Fourth, Eye Sand. No explanation needed.

Fifth, there’s always the oceanic family member/dog releasing a spray of salty water when they come in huffing from cold water. This can be enjoyable, actually– Salty water. This is what the beach is all about! But then the hardcover of Emma Straub’s latest work is starting to morph into some kind of painful blur.

Sixth, the moving shade. It’s hard on the eyes to try to take in page sentences, kids yelling, blue skies and brilliant light all at once, so shade via umbrella or some kind of fabric shelter is ideal. But then the sun moves. Then you move. Then the sun moves. Then you move. Then the sun moves…

Seventh, reading is a convenient excuse to not do adventurous things. I never thought I’d say this, but the option of reading my book has kept me from trying surfing for several years. Which is ridiculous. Priorities are complex.

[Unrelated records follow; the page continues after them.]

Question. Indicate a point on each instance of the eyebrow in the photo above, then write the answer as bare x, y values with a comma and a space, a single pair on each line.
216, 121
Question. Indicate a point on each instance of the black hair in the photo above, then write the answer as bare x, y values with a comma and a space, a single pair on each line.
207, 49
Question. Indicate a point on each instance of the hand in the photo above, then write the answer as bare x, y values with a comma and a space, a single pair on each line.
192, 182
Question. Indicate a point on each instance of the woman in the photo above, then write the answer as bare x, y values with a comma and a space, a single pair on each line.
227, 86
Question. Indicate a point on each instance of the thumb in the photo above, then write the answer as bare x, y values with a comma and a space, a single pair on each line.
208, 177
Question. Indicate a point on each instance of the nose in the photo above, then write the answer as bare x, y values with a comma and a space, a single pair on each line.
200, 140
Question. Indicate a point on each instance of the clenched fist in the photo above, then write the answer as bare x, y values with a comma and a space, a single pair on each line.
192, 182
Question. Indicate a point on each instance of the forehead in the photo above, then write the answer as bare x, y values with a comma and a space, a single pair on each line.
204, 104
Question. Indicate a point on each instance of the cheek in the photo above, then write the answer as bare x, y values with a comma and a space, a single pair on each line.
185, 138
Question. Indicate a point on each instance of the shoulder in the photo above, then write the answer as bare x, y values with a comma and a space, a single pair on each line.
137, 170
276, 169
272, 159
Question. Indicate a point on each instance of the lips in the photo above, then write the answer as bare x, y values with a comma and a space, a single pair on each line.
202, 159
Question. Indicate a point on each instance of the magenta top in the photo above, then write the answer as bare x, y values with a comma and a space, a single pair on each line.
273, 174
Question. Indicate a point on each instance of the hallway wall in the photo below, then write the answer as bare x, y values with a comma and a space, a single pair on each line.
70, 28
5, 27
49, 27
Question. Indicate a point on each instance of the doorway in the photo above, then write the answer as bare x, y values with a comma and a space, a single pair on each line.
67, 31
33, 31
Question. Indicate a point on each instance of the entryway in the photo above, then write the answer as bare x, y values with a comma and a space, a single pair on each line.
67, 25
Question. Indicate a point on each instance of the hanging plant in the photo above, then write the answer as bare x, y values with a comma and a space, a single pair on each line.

Eighth, you will lose your book. At the good part. Three-quarters of the way through. Then you’ll find it mummified in the back of a beach chair a year later, dog-eared right where you left off. Or maybe you’ll never find it and that seagull that got ballsy on the beach going through your stuff will now be far more educated on whatever it was you were reading– like the Publishing Industry.

Ninth, you will feel the need to finish the book that you’ve so publicly read. Someone will ask to borrow it. Someone else will ask if the ending is good. Yet, you tossed that one three days before.

Tenth, curling pages. Next year, it will be easy to tell which paperback came back from beach survival.

BUT,

Then again, when else will you be able to truly breathe while reading? For so many people the beach is the only vacation they go on and the only time they get to really read at length and with gusto. If a book is made of paper, is it meant to feel destruction? If you want to read, is it worth the sunburn?